For operatives working in grain storage
Grain Storage structures can become a respiratory risk due to gases that may be given off from spoiling grain or fumigation. Workers may be exposed to unhealthy levels of airborne contaminants, including molds, chemical fumigants (toxic chemicals), and gases associated with decaying and fermenting silage. Fumigants are commonly used for insect control on stored grain and many have inadequate warning properties. Fires and explosions from grain dust accumulation, are also possible, which is why in this setting, ATEX approved respirators are recommended, such as the EX Respirator
For Lab Technicians
Laboratory environments can be hazardous for potential inhalation exposures, due to the broad spectrum and varying nature of materials worked with. Typically in this environment the Halo Respirator is the most appropriate solution, which offers the user advanced HEPA filtration, IP66 water tolerant, and no hoses, belts or waist mounted battery packs.
Mining & Quarrying
For Operatives working in quarrying or mining
Crystalline silica is one of the commonest minerals in the earths crust and forms a proportion of the many materials extracted from quarries. When crushed or abraded during quarrying activities, materials containing silica create respirable crystalline silica (RCS) dust. It is this respirable dust that is associated with the respiratory disease silicosis. Typically these industries require IP 66 rated products such as the Ultra Respirator.
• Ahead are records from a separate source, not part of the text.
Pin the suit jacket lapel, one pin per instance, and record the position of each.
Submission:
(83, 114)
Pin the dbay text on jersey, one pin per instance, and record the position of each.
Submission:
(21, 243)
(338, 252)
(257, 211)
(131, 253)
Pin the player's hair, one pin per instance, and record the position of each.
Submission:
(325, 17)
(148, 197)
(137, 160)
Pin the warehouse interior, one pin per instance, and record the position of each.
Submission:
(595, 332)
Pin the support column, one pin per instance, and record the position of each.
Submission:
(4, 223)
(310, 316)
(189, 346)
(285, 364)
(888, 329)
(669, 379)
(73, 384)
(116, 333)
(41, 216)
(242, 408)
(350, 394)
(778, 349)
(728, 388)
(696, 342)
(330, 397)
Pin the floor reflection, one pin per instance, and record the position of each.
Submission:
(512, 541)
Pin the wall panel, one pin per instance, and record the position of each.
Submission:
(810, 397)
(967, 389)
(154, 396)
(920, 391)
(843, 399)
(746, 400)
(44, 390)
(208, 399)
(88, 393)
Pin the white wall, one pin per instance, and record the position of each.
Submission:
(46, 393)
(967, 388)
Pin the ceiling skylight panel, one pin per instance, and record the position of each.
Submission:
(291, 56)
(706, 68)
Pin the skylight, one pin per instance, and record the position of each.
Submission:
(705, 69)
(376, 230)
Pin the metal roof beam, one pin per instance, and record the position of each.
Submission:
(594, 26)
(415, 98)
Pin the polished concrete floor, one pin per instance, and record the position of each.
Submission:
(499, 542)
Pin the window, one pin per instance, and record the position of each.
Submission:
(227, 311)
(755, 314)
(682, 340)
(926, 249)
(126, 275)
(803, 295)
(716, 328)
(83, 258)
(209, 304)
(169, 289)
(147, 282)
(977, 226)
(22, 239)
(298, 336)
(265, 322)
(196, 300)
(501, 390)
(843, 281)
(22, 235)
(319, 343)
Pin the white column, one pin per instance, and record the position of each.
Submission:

For Carpenters and Joiners
Wood dust can cause serious health problems. It can cause asthma, which carpenters and joiners are four times more likely to get compared with other UK workers. The Control of Substances Hazardous to Health (COSHH) Regulations 2002 require that you protect workers from the hazards of wood dust. The IP66 rated Ultra Respirator is recommended for such environments.
For operatives working in construction environments
Silica is the second largest risk to construction workers in the UK. You generate dust from these materials during many common construction tasks. These include cutting, drilling, grinding and polishing. Some of this dust is fine enough to get deep into your lungs. The fine dust is known as respirable crystalline silica (RCS) and is too fine to see with normal lighting. It is commonly called silica or silica dust. Heavy and prolonged exposure to RCS can cause lung cancer and other serious respiratory diseases. HSE commissioned estimates it was responsible for the death of over 500 construction workers in 2005. In addition to the risks from lung cancer, silica is also linked to other serious lung diseases.